The combined
use of both techniques represents a very efficient tool to study the internal cellular organization. Gonzalez-Robles et al. (2001) used fast freeze-fixation, followed by freeze-substitution, to study Acanthamoeba trophozoite ultrastructure, resulting in well-preserved images of the cytoplasm, cytoskeleton and plasma membrane. However, no analysis of the cyst wall was performed.

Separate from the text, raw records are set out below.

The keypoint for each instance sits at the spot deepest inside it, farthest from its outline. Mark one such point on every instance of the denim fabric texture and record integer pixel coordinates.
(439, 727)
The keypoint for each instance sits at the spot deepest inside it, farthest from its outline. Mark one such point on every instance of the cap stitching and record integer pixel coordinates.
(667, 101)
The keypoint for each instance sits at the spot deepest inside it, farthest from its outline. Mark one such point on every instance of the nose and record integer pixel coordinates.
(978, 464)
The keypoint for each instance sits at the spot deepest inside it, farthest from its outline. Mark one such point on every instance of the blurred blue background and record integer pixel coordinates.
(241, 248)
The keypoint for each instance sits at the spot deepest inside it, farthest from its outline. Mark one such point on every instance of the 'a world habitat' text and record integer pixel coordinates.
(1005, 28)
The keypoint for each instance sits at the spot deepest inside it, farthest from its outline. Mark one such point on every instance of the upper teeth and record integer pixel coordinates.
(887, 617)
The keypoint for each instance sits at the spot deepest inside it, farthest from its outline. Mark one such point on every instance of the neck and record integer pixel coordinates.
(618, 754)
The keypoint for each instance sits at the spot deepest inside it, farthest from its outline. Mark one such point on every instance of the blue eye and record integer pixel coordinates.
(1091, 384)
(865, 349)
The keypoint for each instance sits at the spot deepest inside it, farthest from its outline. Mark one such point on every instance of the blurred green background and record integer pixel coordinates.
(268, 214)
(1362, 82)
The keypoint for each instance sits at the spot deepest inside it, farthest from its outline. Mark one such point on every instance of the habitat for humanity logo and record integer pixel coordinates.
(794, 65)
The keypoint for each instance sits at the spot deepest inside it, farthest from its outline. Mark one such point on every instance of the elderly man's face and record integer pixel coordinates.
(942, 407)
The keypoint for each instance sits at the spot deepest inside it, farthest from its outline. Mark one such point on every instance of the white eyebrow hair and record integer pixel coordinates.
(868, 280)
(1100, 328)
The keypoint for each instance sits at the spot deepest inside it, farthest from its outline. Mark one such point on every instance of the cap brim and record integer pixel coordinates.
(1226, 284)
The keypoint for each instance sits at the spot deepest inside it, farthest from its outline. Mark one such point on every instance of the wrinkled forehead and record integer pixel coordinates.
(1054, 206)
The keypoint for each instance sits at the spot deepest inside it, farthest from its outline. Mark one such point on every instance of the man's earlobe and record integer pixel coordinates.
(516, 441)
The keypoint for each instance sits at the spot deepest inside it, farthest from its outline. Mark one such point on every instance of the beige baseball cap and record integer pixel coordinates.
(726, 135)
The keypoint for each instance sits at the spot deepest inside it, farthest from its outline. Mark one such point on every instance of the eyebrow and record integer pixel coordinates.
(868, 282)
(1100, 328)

When processed using the QF-DE technique, the exo- and the endocyst layers were well preserved, and presented the same structural organization and thickness as that observed in TEM preparations (689 and 396 nm of average thickness, respectively) (Fig. 2). The intercyst space, however, was narrower learn more when compared with chemically fixed preparations (Fig. 2a), with an average thickness of 301 nm. This space was not empty, but filled with 11-nm-thick filaments connecting the endocyst with the exocyst (Fig. 2b and d), indicating
that possibly conventional TEM is not Palbociclib able to evidence the structures present in that space or that the chemical fixation and dehydration procedures partially disrupt the amoebic cyst structure. The surface of the encysted amoeba was irregular, probably because of the presence of secreted vesicles associated with the formation of the exo- and the endocyst (Fig. 2c and e). Endocysts observed by QF-DE presented a biphasic organization: i.e. compact, close to the amoeba cell surface and looser in the outer region (brackets in Fig. 3a). The endocyst was composed of 10-nm-thick fibrous structures, similar to those present in the intercyst space (Fig. 3b and c), and dispersed in the contact areas with the exocyst, making it difficult to define the boundaries of the interspace matrix. Molecules with globular (50 nm) and tail (20 nm) portions were frequently SPTLC1 observed in both the endocyst and the interspace matrix (inset in Fig. 3b). The endocyst structure resembles the cellulose structure in plant cell walls, visualized by the QF-DE (McCann et al., 1990). Knowing that the endocyst is primarily composed
of cellulose (Linder et al., 2002), it is plausible that amoebae secrete cellulose, through vesicles, as the ones observed in the periphery region of encysted amoeba (Figs 2c and 3c), and the cellulose disperses around the intercyst space, in a loosen configuration. We also observed that endocyst filaments connect with the exocyst (Figs 2 and 3), indicating that this amoebic cell wall may be composed of a mixture of cellulosic filaments that come from the endocyst and other proteins and polysaccharides. This observation can be supported by evidence showing that cellulose can be found at the exocyst (Chavez-Munguia et al., 2005). The exocyst ultrastructure could be described as irregular and compact by both routine TEM and QF-DE (Figs 1 and 4a). Interestingly, vesicles ranging from 67 to 167 nm were observed within the exocyst wall (Fig.